In our opinion, our study has several strong points: it is a long-term, fully documented report of lymphedema incidence and prevalence in a relatively large, homogenous cohort of BC patients; we compare direct measurement of UL volume with the more easily performed UL circumference technique, in the short, medium, and long terms; we assess how reported symptoms correlate with objective evaluation of lymphedema. Our data allowed us to depict a clear panorama of how lymphedema evolves over time, and to devise the best strategy to early identify those women at increased risk of developing permanent forms of the disease.

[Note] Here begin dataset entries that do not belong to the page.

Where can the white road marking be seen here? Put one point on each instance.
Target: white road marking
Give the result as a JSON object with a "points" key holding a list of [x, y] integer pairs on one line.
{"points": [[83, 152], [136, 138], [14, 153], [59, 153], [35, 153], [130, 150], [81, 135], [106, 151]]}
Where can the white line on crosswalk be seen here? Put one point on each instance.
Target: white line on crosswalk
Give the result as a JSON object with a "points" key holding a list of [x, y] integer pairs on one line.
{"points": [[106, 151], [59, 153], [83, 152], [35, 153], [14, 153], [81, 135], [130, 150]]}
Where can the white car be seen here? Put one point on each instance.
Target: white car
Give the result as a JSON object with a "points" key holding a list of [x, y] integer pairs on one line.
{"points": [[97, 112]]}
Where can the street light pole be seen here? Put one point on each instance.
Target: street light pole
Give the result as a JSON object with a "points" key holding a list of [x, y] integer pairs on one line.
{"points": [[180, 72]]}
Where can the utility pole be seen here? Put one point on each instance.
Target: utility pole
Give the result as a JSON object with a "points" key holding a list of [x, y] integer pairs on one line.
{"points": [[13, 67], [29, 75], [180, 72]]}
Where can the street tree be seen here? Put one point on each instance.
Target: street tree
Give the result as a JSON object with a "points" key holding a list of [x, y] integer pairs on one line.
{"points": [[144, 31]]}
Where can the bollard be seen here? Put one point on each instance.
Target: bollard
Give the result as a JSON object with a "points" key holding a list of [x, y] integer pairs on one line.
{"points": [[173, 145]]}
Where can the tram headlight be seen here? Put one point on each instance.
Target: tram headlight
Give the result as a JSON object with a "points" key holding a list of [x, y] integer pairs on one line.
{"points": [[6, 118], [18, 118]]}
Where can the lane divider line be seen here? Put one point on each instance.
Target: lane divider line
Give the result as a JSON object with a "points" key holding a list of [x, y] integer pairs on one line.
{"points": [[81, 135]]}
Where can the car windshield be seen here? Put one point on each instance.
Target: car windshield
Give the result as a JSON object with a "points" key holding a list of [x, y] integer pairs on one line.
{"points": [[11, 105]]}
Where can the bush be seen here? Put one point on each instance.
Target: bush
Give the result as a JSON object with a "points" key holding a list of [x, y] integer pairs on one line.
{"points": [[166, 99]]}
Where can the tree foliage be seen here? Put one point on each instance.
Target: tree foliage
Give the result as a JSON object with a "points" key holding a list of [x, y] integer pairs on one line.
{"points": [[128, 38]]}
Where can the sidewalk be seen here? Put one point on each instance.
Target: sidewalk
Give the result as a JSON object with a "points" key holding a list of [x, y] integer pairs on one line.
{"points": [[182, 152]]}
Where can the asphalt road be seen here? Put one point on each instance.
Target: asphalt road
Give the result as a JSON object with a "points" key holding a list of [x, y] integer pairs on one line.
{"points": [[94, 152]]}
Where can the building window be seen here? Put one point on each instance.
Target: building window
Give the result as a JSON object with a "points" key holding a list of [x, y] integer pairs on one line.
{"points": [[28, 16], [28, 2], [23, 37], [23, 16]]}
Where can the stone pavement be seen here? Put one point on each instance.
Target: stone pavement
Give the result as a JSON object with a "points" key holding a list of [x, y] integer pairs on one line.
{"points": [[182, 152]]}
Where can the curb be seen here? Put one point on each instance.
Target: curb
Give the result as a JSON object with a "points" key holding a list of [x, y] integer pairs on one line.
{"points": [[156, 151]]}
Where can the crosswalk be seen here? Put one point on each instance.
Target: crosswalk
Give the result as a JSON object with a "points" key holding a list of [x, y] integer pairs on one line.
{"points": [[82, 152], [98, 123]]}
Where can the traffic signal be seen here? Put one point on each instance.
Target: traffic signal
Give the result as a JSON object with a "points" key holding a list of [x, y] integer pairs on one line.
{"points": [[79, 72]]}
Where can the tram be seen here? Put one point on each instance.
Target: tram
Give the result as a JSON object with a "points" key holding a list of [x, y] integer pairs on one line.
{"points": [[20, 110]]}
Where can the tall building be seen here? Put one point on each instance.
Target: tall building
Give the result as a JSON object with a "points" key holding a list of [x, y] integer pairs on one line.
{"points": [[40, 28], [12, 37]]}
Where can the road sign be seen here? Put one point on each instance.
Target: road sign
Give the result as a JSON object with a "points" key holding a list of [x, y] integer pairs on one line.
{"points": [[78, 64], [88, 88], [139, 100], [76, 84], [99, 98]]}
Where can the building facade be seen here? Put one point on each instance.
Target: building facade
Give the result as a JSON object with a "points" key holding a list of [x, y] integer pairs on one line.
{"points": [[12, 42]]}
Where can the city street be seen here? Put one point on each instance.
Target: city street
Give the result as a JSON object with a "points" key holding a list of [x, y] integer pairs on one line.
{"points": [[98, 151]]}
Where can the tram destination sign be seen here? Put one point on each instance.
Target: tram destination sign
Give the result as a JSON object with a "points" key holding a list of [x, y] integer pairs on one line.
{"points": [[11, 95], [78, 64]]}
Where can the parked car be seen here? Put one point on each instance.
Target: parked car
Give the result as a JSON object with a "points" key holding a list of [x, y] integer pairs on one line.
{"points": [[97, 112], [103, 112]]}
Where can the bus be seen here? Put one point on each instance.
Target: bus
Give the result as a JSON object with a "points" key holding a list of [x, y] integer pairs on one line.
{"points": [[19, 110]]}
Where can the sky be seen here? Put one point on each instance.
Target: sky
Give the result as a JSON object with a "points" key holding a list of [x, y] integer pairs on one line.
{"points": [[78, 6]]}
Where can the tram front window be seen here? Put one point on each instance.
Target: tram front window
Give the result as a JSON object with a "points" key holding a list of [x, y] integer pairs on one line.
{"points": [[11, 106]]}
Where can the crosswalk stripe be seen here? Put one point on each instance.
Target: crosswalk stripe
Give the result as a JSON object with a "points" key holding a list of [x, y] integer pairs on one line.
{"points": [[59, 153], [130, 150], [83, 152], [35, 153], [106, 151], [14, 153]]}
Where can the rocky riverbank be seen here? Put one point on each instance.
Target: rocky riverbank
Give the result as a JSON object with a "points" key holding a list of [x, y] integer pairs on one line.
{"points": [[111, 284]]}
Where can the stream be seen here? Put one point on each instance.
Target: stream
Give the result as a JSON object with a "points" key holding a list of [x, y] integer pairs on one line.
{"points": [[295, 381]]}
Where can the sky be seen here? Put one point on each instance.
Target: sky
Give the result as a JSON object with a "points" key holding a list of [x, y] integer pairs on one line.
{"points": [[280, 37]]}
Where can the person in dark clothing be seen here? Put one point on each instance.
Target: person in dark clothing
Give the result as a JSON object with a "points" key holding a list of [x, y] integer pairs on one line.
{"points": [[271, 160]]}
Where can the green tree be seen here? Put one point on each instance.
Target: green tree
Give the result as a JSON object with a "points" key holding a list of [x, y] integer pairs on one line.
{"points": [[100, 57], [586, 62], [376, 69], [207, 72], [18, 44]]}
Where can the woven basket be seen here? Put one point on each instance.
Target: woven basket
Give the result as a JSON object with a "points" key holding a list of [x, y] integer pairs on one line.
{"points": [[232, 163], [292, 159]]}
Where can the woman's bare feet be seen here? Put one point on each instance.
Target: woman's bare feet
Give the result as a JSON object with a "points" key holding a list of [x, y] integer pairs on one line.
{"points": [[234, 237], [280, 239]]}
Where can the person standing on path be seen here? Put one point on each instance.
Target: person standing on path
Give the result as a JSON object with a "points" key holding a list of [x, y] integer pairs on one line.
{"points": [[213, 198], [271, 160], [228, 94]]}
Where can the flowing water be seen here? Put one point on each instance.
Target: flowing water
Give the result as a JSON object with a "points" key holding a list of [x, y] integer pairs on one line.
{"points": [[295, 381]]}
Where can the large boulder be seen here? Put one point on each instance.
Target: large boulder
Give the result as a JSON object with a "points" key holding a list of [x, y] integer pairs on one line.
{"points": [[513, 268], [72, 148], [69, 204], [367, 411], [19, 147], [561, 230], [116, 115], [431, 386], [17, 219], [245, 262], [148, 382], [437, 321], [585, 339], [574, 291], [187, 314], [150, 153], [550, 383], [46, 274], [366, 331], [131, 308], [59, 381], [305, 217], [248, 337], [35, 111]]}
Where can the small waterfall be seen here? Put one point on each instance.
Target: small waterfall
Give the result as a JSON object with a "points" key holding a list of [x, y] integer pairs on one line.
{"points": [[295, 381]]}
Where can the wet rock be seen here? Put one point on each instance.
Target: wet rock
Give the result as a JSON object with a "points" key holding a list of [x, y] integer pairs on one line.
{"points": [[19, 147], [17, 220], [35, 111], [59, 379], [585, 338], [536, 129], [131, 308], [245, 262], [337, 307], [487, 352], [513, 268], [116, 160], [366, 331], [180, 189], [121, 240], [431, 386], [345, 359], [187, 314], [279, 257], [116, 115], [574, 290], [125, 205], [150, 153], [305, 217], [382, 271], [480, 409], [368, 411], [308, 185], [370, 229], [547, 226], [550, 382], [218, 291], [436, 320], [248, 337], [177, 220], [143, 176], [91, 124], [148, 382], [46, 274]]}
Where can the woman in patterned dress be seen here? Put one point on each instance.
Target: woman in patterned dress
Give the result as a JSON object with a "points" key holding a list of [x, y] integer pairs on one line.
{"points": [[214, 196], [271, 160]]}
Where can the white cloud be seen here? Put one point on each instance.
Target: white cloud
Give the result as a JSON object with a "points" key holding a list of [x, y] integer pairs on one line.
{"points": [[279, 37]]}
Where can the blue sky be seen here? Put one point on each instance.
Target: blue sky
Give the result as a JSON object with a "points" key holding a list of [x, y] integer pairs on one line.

Based on our own data, ULWD should be recommended over ULC. If ULWD is not readily available, we recommend performing ULC no earlier than 6 months after BC surgery. Our data suggest that optimal prediction of long-term lymphedema can be obtained with ULC, if ULC is performed 6 months after surgery. We are also convinced that clinical benefit can be maximized if ULC is performed as per our approach 1, i.e., measuring six points in both ULs, and considering as “positive” for lymphedema only women with a ULC difference between UL ≥ 2 cm in at least two contiguous MPs. In essence, our results may guide practitioners to easily discern which patients require preventative interventions to avoid irreparable sequelae. Our proposed triaging method can be applied to virtually all breast cancer survivors, considering as a premise that the ideal detection tools should be objective and reproducible, providing a standardized metric that supports treatment decisions.